Analytic Derivation of the Halo Mass Function from the Non-Linear Cosmic Density Field

TL;DR

This paper derives the halo mass function from the non-linear cosmic density field using an excursion set approach that accounts for non-Gaussianity and correlations, aligning well with numerical simulations.

Contribution

It introduces a novel method to estimate the HMF directly from the non-linear density field, incorporating non-Gaussianity and density correlations, improving accuracy over previous models.

Findings

HMF estimates match numerical simulations when correlations are included.

The HMF depends weakly on the density threshold $\Delta$.

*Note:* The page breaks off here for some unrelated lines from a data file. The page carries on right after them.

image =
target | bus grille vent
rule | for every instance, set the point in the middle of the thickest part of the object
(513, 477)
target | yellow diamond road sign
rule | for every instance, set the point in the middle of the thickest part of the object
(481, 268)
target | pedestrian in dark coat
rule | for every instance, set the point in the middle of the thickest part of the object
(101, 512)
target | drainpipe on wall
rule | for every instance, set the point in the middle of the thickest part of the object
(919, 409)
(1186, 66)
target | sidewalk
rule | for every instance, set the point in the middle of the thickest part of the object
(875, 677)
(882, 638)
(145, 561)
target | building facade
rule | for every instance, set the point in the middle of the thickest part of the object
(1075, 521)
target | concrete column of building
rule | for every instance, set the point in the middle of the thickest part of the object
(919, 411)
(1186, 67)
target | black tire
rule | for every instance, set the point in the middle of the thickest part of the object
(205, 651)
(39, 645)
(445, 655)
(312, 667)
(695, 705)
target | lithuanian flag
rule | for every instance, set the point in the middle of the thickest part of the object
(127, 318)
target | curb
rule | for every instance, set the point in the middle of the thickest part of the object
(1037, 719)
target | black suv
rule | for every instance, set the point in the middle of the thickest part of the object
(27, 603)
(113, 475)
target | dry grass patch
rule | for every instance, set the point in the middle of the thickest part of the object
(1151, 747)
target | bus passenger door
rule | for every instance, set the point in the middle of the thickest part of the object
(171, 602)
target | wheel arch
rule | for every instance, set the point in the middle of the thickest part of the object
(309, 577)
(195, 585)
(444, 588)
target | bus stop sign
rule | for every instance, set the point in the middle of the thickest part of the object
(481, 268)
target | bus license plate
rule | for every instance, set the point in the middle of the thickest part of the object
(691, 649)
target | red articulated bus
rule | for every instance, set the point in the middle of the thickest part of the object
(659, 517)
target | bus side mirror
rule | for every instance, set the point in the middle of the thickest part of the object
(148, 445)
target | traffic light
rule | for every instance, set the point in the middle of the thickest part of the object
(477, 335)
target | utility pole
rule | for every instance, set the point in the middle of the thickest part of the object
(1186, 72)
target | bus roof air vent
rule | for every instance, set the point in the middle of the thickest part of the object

Modeling the density distribution with Gaussian and lognormal components is effective.

Abstract

We estimate the halo mass function (HMF) by applying the excursion set approach to the non-linear cosmic density field. Thereby, we account for the non-Gaussianity of today's density distribution and constrain the HMF independent of the linear collapse threshold $\delta_{\textrm{crit}}$. We consider a spherical region as a halo, if its density today exceeds the virial overdensity threshold $\Delta$. We model the probability distribution of the non-linear density field by a superposition of a Gaussian and a lognormal distribution, which we constrain with the bispectrum of density fluctuations, predicted by the kinetic field theory description of cosmic structure formation. Two different excursion set approaches are compared. The first treats the density $\delta$ as an uncorrelated random walk of the smoothing scale $R$. The second assumes $\delta(R)$ to be correlated. We find that the resulting HMFs correspond well to the HMF found in numerical simulations if the correlation of $\delta(R)$ is taken into account. Furthermore, the HMF depends only weakly on the choice of the density threshold $\Delta$.